Comment by logfromblammo

8 years ago

It depends on whether the propellant is used to increase or decrease the orbital velocity of the vessel.

Acceleration propellant would have to be ejected at the orbital velocity of the vessel plus escape velocity to escape. Deceleration propellant would just have to be ejected at escape velocity minus orbital velocity.

As deceleration near atmosphere is almost free just by dipping into it, or by using some form of sea anchor to pull on the atmosphere or magnetic field, it is more likely that propellant would be used preferentially for attitude control and acceleration.

It isn't impossible, but imparting enough velocity to propellant for it to escape Earth orbit--while accelerating a vessel in the opposite direction--seems unlikely for orbital station-keeping. You need at least 12000 m/s for escape velocity plus at least 8000 m/s to counteract the orbit you were already in, so the propellant would have to leave the vessel at more than 20000 m/s.
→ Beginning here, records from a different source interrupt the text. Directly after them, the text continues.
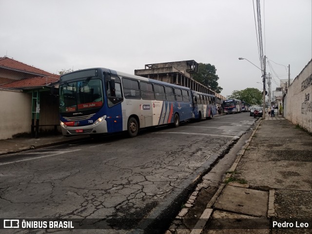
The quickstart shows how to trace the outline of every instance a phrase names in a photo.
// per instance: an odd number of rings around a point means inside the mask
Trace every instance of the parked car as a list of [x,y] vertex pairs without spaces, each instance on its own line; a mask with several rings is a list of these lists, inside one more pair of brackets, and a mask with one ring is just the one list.
[[263,115],[263,112],[262,111],[262,108],[261,107],[253,107],[254,108],[253,108],[250,111],[250,116],[254,116],[254,110],[257,110],[258,112],[257,114],[257,117],[262,117],[262,115]]
[[249,108],[248,108],[248,112],[250,112],[250,111],[253,109],[255,107],[249,107]]
[[257,107],[250,107],[250,116],[254,116],[254,108]]

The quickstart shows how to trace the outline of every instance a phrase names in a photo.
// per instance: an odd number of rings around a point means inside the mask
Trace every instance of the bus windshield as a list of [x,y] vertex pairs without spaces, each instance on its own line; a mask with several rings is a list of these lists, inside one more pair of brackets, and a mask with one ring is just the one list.
[[235,107],[235,101],[228,101],[223,103],[224,108],[233,108]]
[[100,108],[103,106],[102,81],[87,77],[59,86],[59,110],[69,112]]

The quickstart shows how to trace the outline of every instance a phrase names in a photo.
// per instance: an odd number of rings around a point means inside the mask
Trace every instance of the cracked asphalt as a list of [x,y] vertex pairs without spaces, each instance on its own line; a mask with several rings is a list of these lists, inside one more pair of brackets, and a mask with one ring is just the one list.
[[71,218],[82,225],[2,231],[161,233],[254,121],[248,113],[220,116],[135,138],[104,137],[0,158],[0,218]]

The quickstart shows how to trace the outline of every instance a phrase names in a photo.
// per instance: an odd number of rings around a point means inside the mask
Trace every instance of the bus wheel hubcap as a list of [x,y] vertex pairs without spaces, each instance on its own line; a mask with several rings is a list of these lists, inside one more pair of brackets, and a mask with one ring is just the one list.
[[135,123],[132,122],[130,124],[130,130],[132,132],[135,132],[136,130],[136,125]]

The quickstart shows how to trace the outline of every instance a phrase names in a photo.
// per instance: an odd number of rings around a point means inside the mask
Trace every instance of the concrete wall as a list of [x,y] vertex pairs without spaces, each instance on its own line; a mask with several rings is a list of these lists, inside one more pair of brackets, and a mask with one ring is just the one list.
[[31,132],[31,93],[0,89],[0,140]]
[[312,60],[288,87],[285,117],[312,133]]

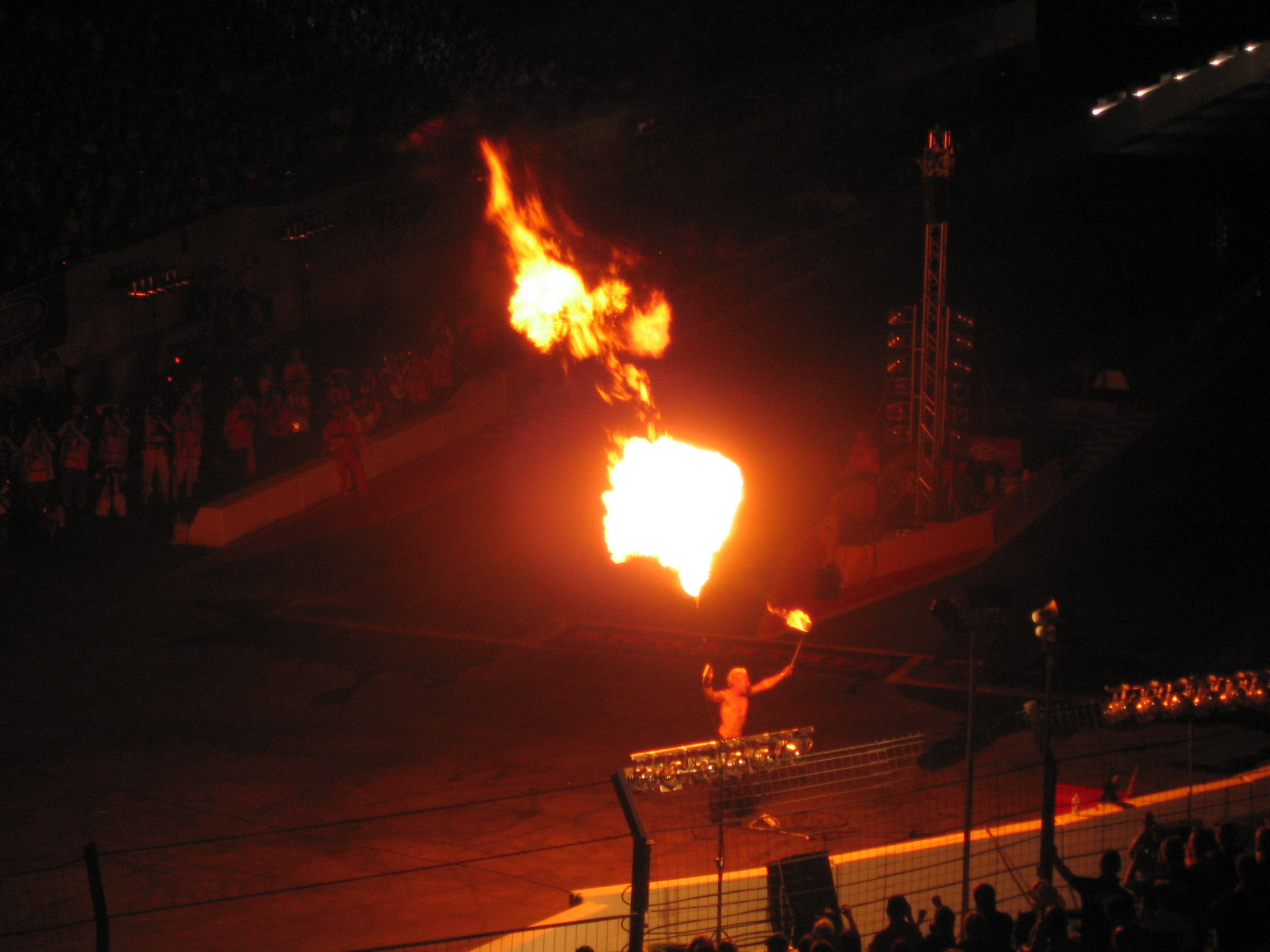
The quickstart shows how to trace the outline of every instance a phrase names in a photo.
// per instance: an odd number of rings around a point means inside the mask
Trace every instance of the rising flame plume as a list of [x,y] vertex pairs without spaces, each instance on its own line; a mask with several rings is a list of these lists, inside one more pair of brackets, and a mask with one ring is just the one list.
[[552,226],[542,199],[519,199],[505,150],[480,142],[489,168],[485,217],[502,232],[516,289],[508,302],[512,327],[542,353],[594,358],[608,371],[599,395],[630,402],[648,438],[613,434],[610,489],[603,494],[605,541],[615,562],[655,559],[677,572],[696,598],[710,578],[740,503],[740,470],[726,457],[659,433],[648,372],[627,358],[660,357],[671,343],[671,305],[659,291],[636,301],[621,277],[622,255],[588,287]]

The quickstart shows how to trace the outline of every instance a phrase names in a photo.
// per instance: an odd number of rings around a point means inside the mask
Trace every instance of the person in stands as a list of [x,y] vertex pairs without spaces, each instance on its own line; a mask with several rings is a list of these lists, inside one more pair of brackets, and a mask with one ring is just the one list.
[[886,928],[869,943],[869,952],[892,952],[899,941],[907,942],[909,948],[922,947],[922,930],[913,923],[913,908],[907,899],[892,896],[886,900]]
[[89,437],[84,407],[75,404],[70,419],[57,430],[61,440],[62,472],[58,477],[62,508],[66,510],[88,508]]
[[188,393],[180,399],[180,406],[171,418],[171,429],[175,443],[171,495],[173,499],[179,499],[184,486],[185,499],[189,500],[194,495],[198,467],[203,459],[203,415]]
[[44,421],[38,416],[30,424],[27,438],[22,440],[23,491],[27,494],[27,510],[38,514],[48,505],[48,484],[53,481],[53,438],[44,429]]
[[1088,952],[1110,952],[1111,923],[1106,905],[1116,896],[1129,895],[1120,885],[1120,850],[1104,850],[1096,877],[1073,875],[1058,856],[1054,857],[1054,868],[1067,880],[1072,892],[1081,897],[1081,944]]
[[922,952],[946,952],[956,946],[956,913],[952,906],[940,905],[935,909],[931,930],[922,942]]
[[146,448],[141,465],[141,501],[150,505],[155,479],[159,481],[159,498],[166,503],[171,498],[171,468],[168,461],[168,444],[171,440],[171,424],[163,415],[163,397],[155,396],[146,407],[142,420],[146,434]]
[[102,495],[97,503],[97,514],[102,518],[128,514],[128,503],[123,495],[123,481],[128,470],[128,414],[118,404],[103,404],[97,413],[104,416],[102,421],[102,442],[97,447],[97,458],[102,463]]
[[347,402],[338,405],[321,433],[326,454],[335,461],[339,473],[339,491],[345,496],[352,489],[366,491],[366,473],[362,470],[362,423]]
[[987,938],[992,947],[1010,952],[1015,920],[1007,913],[997,909],[997,890],[991,882],[980,882],[974,887],[974,911],[982,915],[983,922],[987,923]]

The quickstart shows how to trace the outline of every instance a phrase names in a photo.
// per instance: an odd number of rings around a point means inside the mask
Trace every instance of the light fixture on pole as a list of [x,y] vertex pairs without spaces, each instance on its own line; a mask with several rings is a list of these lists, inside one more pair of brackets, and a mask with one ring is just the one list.
[[1045,710],[1041,715],[1040,749],[1045,773],[1040,800],[1040,862],[1036,873],[1045,881],[1054,878],[1054,809],[1058,798],[1058,762],[1050,743],[1050,696],[1054,685],[1054,642],[1058,640],[1058,602],[1050,599],[1031,614],[1033,631],[1045,652]]

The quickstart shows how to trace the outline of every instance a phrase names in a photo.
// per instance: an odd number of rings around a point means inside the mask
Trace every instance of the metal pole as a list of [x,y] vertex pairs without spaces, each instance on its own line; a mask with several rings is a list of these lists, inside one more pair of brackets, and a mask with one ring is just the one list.
[[723,803],[719,805],[719,852],[715,856],[715,942],[723,939]]
[[617,802],[626,816],[626,826],[631,833],[631,922],[630,952],[644,952],[644,923],[648,916],[648,881],[653,871],[653,843],[644,833],[644,821],[635,809],[626,774],[617,770],[612,776]]
[[[961,922],[970,911],[970,826],[974,823],[974,626],[969,627],[965,704],[965,821],[961,825]],[[963,937],[964,938],[964,937]]]
[[1195,712],[1186,721],[1186,819],[1191,819],[1190,801],[1195,787]]
[[1054,652],[1049,638],[1043,642],[1045,649],[1045,711],[1040,722],[1040,749],[1045,773],[1040,795],[1040,863],[1036,872],[1040,878],[1054,880],[1054,811],[1058,800],[1058,763],[1054,760],[1054,748],[1050,740],[1050,692],[1053,688]]
[[97,843],[84,847],[84,867],[88,869],[88,892],[93,897],[93,918],[97,920],[97,952],[110,952],[110,916],[105,911],[105,887],[102,885]]

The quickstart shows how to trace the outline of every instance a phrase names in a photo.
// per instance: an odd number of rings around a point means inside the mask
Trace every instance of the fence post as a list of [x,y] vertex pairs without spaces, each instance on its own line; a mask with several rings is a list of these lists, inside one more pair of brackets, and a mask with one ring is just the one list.
[[631,922],[630,952],[644,952],[644,918],[648,914],[648,881],[653,872],[653,842],[644,833],[644,821],[635,809],[626,773],[613,773],[613,790],[631,831]]
[[84,867],[88,869],[88,891],[93,897],[93,918],[97,920],[97,952],[110,952],[110,916],[105,911],[105,887],[102,885],[97,843],[84,847]]

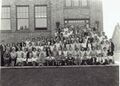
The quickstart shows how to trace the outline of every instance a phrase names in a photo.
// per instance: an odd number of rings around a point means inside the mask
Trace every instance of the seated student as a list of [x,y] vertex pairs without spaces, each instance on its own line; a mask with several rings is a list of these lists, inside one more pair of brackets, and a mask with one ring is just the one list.
[[87,48],[92,50],[92,43],[90,42],[90,40],[87,41]]
[[52,42],[51,45],[50,45],[50,50],[53,52],[53,49],[54,49],[54,44]]
[[12,48],[12,52],[10,53],[11,55],[11,66],[15,66],[16,65],[16,58],[17,58],[17,53],[15,51],[15,48]]
[[67,57],[67,53],[68,53],[67,48],[64,47],[64,48],[63,48],[63,54],[64,54],[65,57]]
[[90,60],[91,60],[91,56],[90,56],[91,50],[90,50],[90,48],[87,48],[87,50],[85,52],[86,52],[86,58],[87,58],[86,62],[87,62],[88,65],[90,65]]
[[45,60],[46,60],[47,66],[55,65],[55,57],[53,57],[51,54],[47,56]]
[[114,61],[113,61],[113,52],[111,50],[111,47],[109,47],[107,51],[108,51],[107,56],[108,56],[108,59],[109,59],[109,63],[113,64],[114,63]]
[[97,52],[95,50],[95,47],[92,47],[92,50],[90,52],[90,56],[91,56],[90,64],[91,65],[95,65],[96,64],[96,55],[97,55]]
[[18,51],[17,51],[17,60],[16,60],[16,63],[18,66],[22,66],[22,50],[20,48],[18,48]]
[[38,66],[45,65],[45,59],[46,59],[46,56],[45,56],[44,53],[41,53],[40,55],[37,55],[37,64],[38,64]]
[[83,40],[83,43],[81,43],[81,46],[84,50],[87,48],[87,43],[85,42],[85,39]]
[[81,60],[83,60],[83,56],[84,56],[84,54],[85,54],[85,50],[84,50],[83,47],[81,47],[80,53],[81,53]]
[[102,54],[101,53],[97,54],[96,65],[100,65],[100,64],[103,64],[103,63],[104,63],[104,60],[102,58]]
[[35,48],[33,48],[33,51],[32,51],[32,54],[33,54],[33,57],[32,57],[32,64],[33,66],[36,66],[37,65],[37,51]]
[[64,53],[63,53],[63,51],[62,51],[62,53],[61,53],[61,55],[59,55],[59,65],[60,66],[63,66],[63,65],[67,65],[67,63],[66,63],[66,57],[64,56]]
[[106,47],[103,48],[102,55],[103,55],[103,59],[104,59],[103,65],[108,64],[109,59],[108,59],[108,56],[107,56],[107,48]]
[[81,64],[80,57],[81,57],[81,53],[80,53],[79,49],[76,48],[75,51],[74,51],[74,59],[75,59],[74,63],[75,63],[75,65],[80,65]]
[[74,65],[74,58],[71,53],[68,54],[66,61],[67,61],[67,65]]
[[68,53],[71,54],[71,55],[73,54],[73,49],[72,49],[71,45],[69,45]]
[[22,65],[26,66],[27,61],[27,48],[23,48],[22,51]]
[[33,53],[28,51],[27,53],[27,66],[33,66]]
[[10,55],[9,50],[6,49],[6,51],[3,55],[3,59],[4,59],[4,65],[5,66],[10,66],[11,55]]
[[83,55],[83,59],[82,59],[81,65],[87,65],[87,53],[86,52]]
[[101,54],[101,47],[100,47],[100,45],[96,46],[96,53],[97,53],[97,55]]

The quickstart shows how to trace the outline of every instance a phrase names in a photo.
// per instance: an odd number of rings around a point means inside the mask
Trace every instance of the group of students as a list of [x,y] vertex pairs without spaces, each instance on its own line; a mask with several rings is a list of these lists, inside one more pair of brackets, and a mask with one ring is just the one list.
[[114,44],[96,28],[59,28],[55,36],[36,37],[17,43],[2,42],[3,66],[65,66],[113,64]]

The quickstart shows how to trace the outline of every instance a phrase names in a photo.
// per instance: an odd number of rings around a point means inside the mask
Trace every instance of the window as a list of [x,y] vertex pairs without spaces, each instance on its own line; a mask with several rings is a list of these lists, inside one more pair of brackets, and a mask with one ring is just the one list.
[[29,27],[28,6],[17,6],[17,30],[27,30]]
[[72,6],[72,0],[65,0],[66,7]]
[[79,6],[79,0],[73,0],[73,6]]
[[65,0],[66,7],[87,7],[87,0]]
[[35,6],[35,30],[47,29],[47,6]]
[[87,6],[87,0],[81,0],[81,6],[86,7]]
[[65,19],[65,24],[75,25],[75,26],[84,26],[89,25],[89,19]]
[[10,7],[2,7],[1,16],[1,29],[0,30],[11,30],[10,25]]

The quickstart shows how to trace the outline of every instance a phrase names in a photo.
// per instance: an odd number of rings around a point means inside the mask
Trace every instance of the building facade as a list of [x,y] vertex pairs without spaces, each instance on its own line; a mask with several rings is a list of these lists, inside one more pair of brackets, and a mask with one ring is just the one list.
[[0,41],[52,36],[57,22],[103,30],[101,0],[2,0],[1,13]]

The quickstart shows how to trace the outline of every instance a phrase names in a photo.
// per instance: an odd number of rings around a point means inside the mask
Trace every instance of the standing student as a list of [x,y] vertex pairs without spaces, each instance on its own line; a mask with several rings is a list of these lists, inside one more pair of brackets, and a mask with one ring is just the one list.
[[9,50],[5,51],[5,53],[3,55],[3,59],[4,59],[4,65],[5,66],[10,66],[11,55],[10,55]]
[[0,54],[1,54],[1,66],[4,66],[4,58],[3,58],[3,55],[5,53],[5,44],[4,44],[4,41],[2,40],[1,44],[0,44]]
[[16,50],[15,50],[14,47],[12,48],[12,51],[11,51],[10,55],[11,55],[11,66],[15,66],[16,65],[17,53],[16,53]]
[[21,48],[18,48],[18,51],[17,51],[16,64],[17,64],[18,66],[22,66],[22,50],[21,50]]

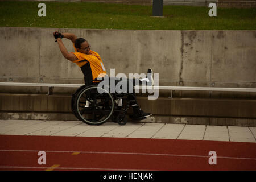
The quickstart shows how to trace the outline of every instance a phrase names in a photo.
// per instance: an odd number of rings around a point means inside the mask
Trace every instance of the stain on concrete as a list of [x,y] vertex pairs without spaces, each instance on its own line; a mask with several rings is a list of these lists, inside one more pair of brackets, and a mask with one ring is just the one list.
[[192,43],[193,40],[196,36],[196,32],[195,31],[192,31],[189,32],[189,35],[188,38],[189,38],[190,42]]
[[221,38],[225,38],[225,35],[223,33],[223,31],[219,31],[218,33],[218,35],[217,35],[217,38],[218,39],[221,39]]
[[181,77],[181,75],[182,72],[183,71],[184,37],[184,31],[181,31],[181,47],[180,48],[180,51],[181,52],[181,62],[180,63],[180,69],[179,73],[179,79],[180,82],[182,82],[183,81]]

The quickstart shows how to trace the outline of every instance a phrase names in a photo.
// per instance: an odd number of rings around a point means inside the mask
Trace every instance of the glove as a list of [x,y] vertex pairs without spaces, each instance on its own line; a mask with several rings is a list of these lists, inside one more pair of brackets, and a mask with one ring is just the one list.
[[[57,31],[55,31],[53,33],[54,38],[56,40],[57,40],[57,38],[60,38],[61,39],[63,38],[64,36],[61,33],[58,32]],[[57,40],[55,40],[55,42],[56,42]]]

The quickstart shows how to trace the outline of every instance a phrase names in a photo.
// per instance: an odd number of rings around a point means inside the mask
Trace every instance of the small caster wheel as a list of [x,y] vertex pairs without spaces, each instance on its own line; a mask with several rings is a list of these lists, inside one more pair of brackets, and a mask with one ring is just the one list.
[[116,121],[119,125],[125,125],[127,123],[128,119],[125,114],[119,114],[117,115]]

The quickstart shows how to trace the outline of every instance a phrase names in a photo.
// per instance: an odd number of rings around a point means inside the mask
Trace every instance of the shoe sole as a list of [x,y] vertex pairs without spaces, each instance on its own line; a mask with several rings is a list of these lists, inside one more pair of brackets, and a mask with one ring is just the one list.
[[150,114],[150,115],[143,115],[143,117],[145,117],[145,118],[147,118],[147,117],[149,117],[150,116],[151,116],[152,115],[152,114]]
[[148,73],[148,70],[147,71],[147,74],[150,74],[150,82],[151,82],[151,85],[149,85],[149,86],[154,86],[154,79],[153,79],[154,73],[153,73],[153,71],[152,70],[152,69],[150,69],[151,71],[151,73]]

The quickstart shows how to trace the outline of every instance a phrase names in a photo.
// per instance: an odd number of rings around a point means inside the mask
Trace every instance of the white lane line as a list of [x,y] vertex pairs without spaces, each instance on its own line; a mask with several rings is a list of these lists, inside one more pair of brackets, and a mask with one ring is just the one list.
[[[23,169],[45,169],[49,167],[34,167],[34,166],[0,166],[0,168],[23,168]],[[82,167],[57,167],[55,169],[73,169],[73,170],[97,170],[97,171],[152,171],[148,169],[110,169],[110,168],[94,168]],[[153,170],[156,171],[156,170]],[[157,170],[156,170],[157,171]]]
[[[0,150],[0,152],[36,152],[39,150]],[[170,154],[154,154],[154,153],[136,153],[136,152],[96,152],[96,151],[44,151],[46,152],[63,152],[63,153],[73,153],[80,152],[85,154],[121,154],[121,155],[158,155],[158,156],[180,156],[180,157],[192,157],[192,158],[207,158],[209,155],[179,155]],[[216,156],[220,159],[246,159],[246,160],[256,160],[256,158],[236,158],[228,156]]]

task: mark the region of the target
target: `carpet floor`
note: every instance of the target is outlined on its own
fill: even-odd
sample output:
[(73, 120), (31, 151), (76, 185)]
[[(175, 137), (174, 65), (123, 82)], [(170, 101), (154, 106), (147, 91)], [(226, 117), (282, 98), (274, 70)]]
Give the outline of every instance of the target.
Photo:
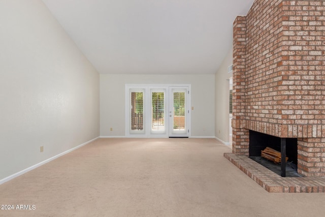
[(325, 194), (268, 193), (230, 152), (214, 139), (99, 139), (0, 185), (0, 208), (14, 208), (0, 216), (325, 214)]

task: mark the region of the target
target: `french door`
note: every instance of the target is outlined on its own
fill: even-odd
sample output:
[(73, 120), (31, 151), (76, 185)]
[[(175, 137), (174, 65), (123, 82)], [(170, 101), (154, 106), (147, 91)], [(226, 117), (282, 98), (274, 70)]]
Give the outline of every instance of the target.
[(189, 110), (187, 101), (189, 94), (186, 87), (169, 88), (169, 137), (187, 137), (188, 116)]
[(189, 86), (126, 85), (126, 135), (188, 137)]

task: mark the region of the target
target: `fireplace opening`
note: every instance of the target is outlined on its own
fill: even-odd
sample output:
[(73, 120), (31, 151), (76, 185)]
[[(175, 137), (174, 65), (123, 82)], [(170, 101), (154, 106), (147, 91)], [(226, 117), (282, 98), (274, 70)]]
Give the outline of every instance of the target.
[[(297, 139), (286, 138), (285, 141), (285, 155), (288, 158), (284, 169), (285, 176), (300, 177), (301, 176), (297, 172)], [(281, 152), (281, 139), (279, 137), (249, 131), (249, 158), (275, 173), (283, 176), (281, 174), (281, 162), (274, 163), (261, 157), (261, 151), (267, 147)]]

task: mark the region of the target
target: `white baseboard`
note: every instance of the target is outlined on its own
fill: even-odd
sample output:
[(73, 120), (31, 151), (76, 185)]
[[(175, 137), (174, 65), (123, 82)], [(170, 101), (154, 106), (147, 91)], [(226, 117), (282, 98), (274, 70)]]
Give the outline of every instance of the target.
[(21, 170), (21, 171), (19, 171), (18, 172), (17, 172), (15, 174), (13, 174), (11, 175), (10, 175), (9, 176), (6, 177), (6, 178), (3, 178), (2, 179), (0, 180), (0, 184), (3, 184), (6, 182), (7, 182), (11, 179), (12, 179), (13, 178), (16, 178), (16, 177), (18, 177), (20, 175), (21, 175), (22, 174), (23, 174), (24, 173), (25, 173), (28, 171), (30, 171), (30, 170), (34, 170), (34, 169), (36, 169), (37, 168), (38, 168), (38, 167), (42, 166), (44, 164), (46, 164), (47, 163), (48, 163), (51, 161), (53, 161), (54, 159), (57, 159), (57, 158), (59, 158), (62, 156), (63, 156), (69, 152), (70, 152), (74, 150), (76, 150), (76, 149), (78, 149), (82, 146), (83, 146), (84, 145), (86, 145), (86, 144), (90, 143), (90, 142), (95, 140), (96, 139), (98, 139), (99, 137), (96, 137), (94, 139), (93, 139), (91, 140), (88, 141), (88, 142), (86, 142), (84, 143), (81, 144), (81, 145), (78, 145), (78, 146), (75, 147), (74, 148), (72, 148), (70, 149), (69, 149), (68, 150), (66, 150), (66, 151), (63, 151), (62, 153), (60, 153), (57, 155), (56, 155), (55, 156), (53, 156), (52, 158), (49, 158), (47, 160), (46, 160), (45, 161), (42, 161), (42, 162), (40, 162), (38, 164), (35, 164), (35, 165), (33, 165), (31, 167), (28, 167), (28, 168), (26, 168), (24, 170)]
[(219, 138), (218, 138), (218, 137), (214, 137), (215, 139), (216, 139), (217, 140), (219, 141), (220, 142), (222, 143), (222, 144), (226, 145), (230, 145), (230, 142), (226, 142), (224, 141), (221, 140), (221, 139), (220, 139)]

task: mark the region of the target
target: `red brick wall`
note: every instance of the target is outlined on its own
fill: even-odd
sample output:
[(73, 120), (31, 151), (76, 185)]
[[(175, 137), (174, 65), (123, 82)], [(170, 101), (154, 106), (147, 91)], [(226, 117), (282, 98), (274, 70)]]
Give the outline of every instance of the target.
[[(245, 131), (236, 134), (241, 127), (298, 138), (300, 147), (314, 145), (310, 138), (325, 144), (325, 1), (256, 0), (234, 33), (233, 152), (248, 152)], [(317, 153), (324, 162), (323, 148), (303, 149), (301, 173), (325, 176), (312, 169), (323, 164), (311, 166), (315, 159), (304, 156)]]

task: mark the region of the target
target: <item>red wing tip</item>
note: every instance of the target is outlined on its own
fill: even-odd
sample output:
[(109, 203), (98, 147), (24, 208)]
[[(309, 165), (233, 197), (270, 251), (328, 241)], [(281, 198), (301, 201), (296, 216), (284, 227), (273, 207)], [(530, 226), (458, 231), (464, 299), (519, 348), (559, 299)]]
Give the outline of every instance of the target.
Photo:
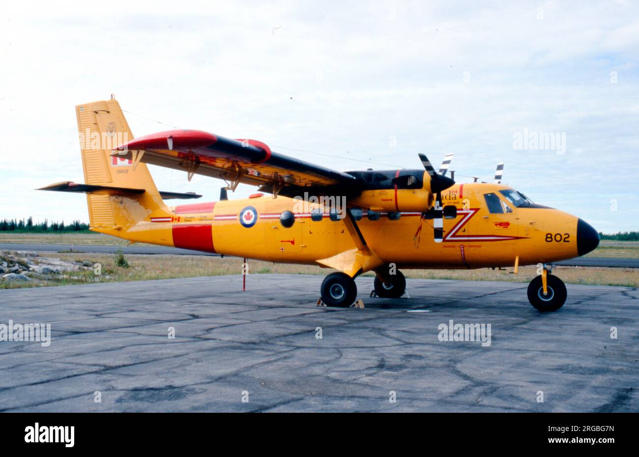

That's a specific impulse of about 2000 s. Ion drives and VASIMR could do it, but the propellant is very likely to experience its own atmospheric drag and electromagnetic interactions, and the probability that any particular atom of propellant would actually escape with the minimum velocity-relative-to-vessel is very low. The propellant would spread out to a larger volume as quickly as it could, too. It's far more likely that one of those xenon ions would collide with a hydrogen atom in the upper atmosphere and randomly bounce it out, like a bowling ball hitting a billiard ball.